Big data and machine learning for prediction of corrosion
Corrosion is a disease to materials and poses a significant risk to many industrial facilities and structures such as pipelines, storage tanks, boilers, heat exchangers, and other equipment and systems. Overall, corrosion is one of the critical materials failure mechanism in industry and annually responsible for costs amounting to trillions of euros. In the EIT RawMaterials up-scaling project CorTools, corrosion on-line monitoring and prediction software tools are developed to respond to the needs of raw materials industry.
We need to understand the behaviour of construction materials of tanks, containers, pipes, mixers, i.e. stainless steels in the operation conditions.

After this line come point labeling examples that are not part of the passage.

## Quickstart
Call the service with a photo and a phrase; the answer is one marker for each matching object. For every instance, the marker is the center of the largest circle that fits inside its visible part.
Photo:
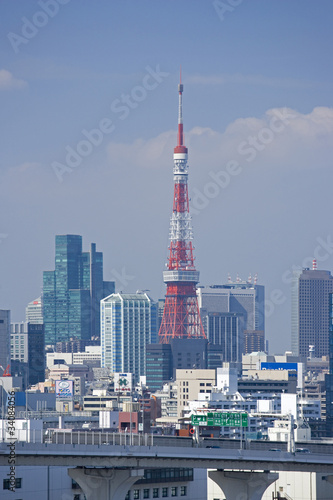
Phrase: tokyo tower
(181, 316)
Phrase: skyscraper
(34, 311)
(128, 325)
(310, 320)
(4, 339)
(329, 375)
(71, 293)
(246, 301)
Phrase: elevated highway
(107, 471)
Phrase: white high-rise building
(4, 339)
(128, 325)
(34, 311)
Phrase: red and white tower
(181, 317)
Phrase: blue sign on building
(278, 366)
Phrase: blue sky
(257, 61)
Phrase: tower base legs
(105, 484)
(242, 485)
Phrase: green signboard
(225, 419)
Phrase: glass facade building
(4, 338)
(128, 325)
(229, 313)
(310, 323)
(72, 292)
(329, 375)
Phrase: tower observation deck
(181, 317)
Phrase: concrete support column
(242, 485)
(105, 483)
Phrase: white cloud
(8, 81)
(281, 137)
(247, 79)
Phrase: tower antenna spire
(181, 316)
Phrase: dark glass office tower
(71, 293)
(310, 312)
(329, 376)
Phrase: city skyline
(259, 122)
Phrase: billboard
(278, 366)
(221, 419)
(123, 382)
(64, 389)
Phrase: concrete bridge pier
(243, 485)
(105, 483)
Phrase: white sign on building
(123, 382)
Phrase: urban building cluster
(91, 358)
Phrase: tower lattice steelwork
(181, 317)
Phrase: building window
(7, 486)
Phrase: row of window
(164, 492)
(18, 483)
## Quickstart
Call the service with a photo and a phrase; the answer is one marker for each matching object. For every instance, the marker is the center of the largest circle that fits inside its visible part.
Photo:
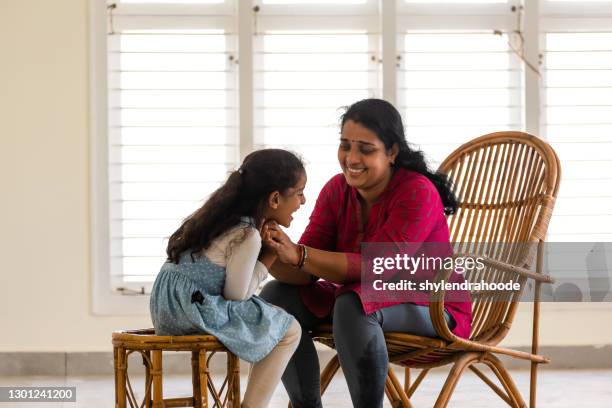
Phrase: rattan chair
(150, 347)
(507, 183)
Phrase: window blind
(578, 124)
(457, 85)
(172, 132)
(305, 71)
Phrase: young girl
(216, 262)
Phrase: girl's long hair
(245, 193)
(382, 118)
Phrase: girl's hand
(285, 249)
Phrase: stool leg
(195, 379)
(120, 372)
(147, 365)
(156, 372)
(203, 367)
(233, 372)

In this project, we focus on raw materials processing conditions and are creating a materials selection tool, a virtual expert and corrosion on-line monitoring solution.
Elina Huttunen-Saarivirta, Research Professors, VTT Technical Research Centre of Finland Ltd
The unique Cortools consortium: Boliden Harjavalta Oy, DMS, Ferritico, Outokumpu Stainless AB, Metso:Outotec, Tecnalia, ZAG and VTT Technical Research Centre of Finland Ltd, enables the co-creation and industrial validation of the tools. For the industrial project partners, the developed tools enable more than 1 M€ annual savings through the prevention of corrosion failures. For the European raw materials industry in whole, the project may allow billions of euros in savings.

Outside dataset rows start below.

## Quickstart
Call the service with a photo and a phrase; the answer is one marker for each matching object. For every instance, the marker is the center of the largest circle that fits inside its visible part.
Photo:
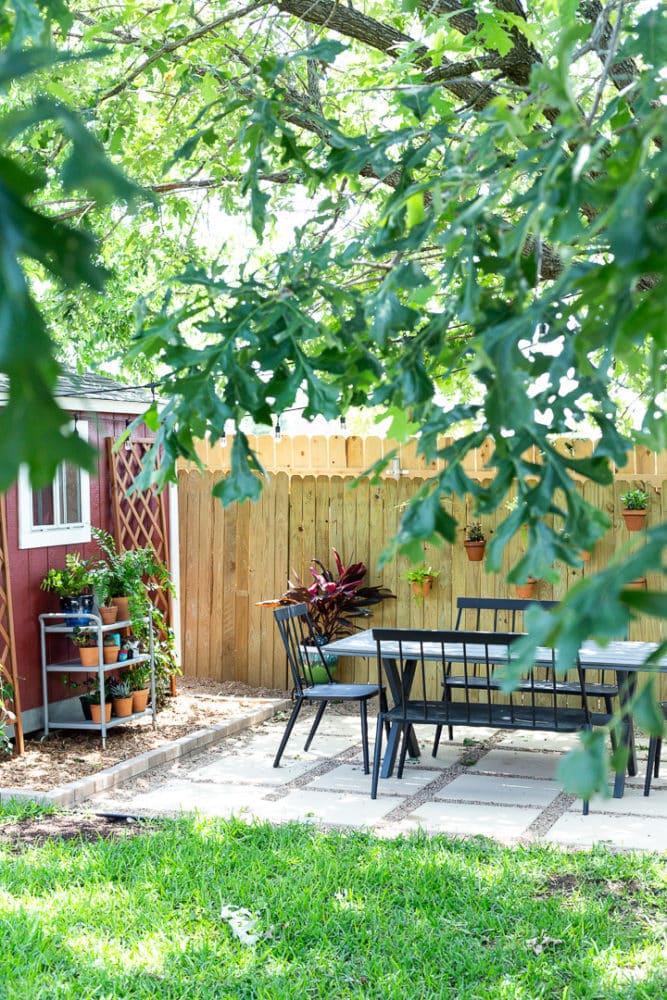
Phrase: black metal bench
(412, 655)
(506, 615)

The software tool will make it easier to support our technical marketing and sales. The tool will decrease the need for time-consuming corrosion testing and it will be easier for the industry to choose the most optimum stainless steel grade as construction material.

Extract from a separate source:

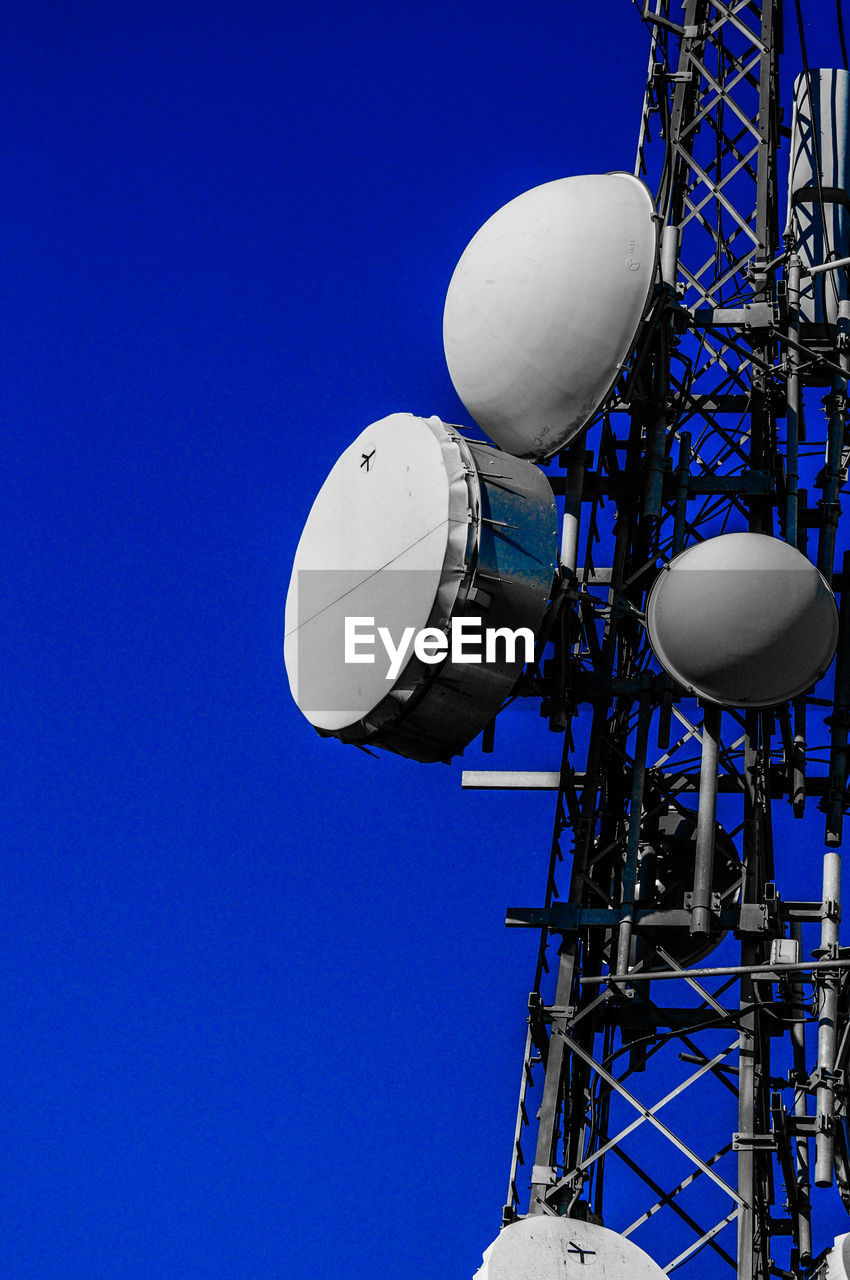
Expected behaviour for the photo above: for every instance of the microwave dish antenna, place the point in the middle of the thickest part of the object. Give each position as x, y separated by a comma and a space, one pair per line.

Lena Wegrelius, Head of Corrosion, Outokumpu Stainless AB
Collaboration across the whole industrial value chain is carried out in the project to cover multiple dimensions (laboratory, pilot, operational environment) in the tool prediction capabilities and thus facilitate market penetration of the software tool. The use of digital on-site measuring technologies and computer modelling will connect various operational scales, therefore contributing to an improvement in material- and energy efficiency of the raw materials processing industries.
Machine learning creates ”virtual expert”
The corrosion on-line monitoring and prediction software tools provide the raw materials sector yet another footstep towards digitalisation. Another giant progress is the link to artificial intelligence (AI). In this project, AI is used in computational modelling. Furthermore, a remote collection of on-line monitoring data allows later for the hidden causalities in the project conditions (e.g. mineral quality in hydrometallurgy) and the detected corrosion rate to be disclosed with the aid of AI. The software tool is developed by the project partner Ferritico.
We make use of the available data when creating this virtual expert. Industries have huge sets of experimentally measured corrosion data and this is a big source of information and motivation to develop a machine learning tool. We are predicting failure events based on all of the available features instead of developing complex physical or chemical models of corrosion.
Satish Kolli, Materials Informatics Engineer, Ferritico
The user needs are twofold. First, a materials selection tool, a “virtual expert”, that allows for evaluation of a corrosion risk of materials under various operation conditions emerged. Based on machine learning, this “virtual expert” finds the safe operating conditions for a given material and estimates the lifetime of materials in specific conditions. Second, on-line corrosion monitoring systems in industrial facilities reveal the actual corrosion rate of the materials and makes it possible to evaluate the remaining lifetime of the components.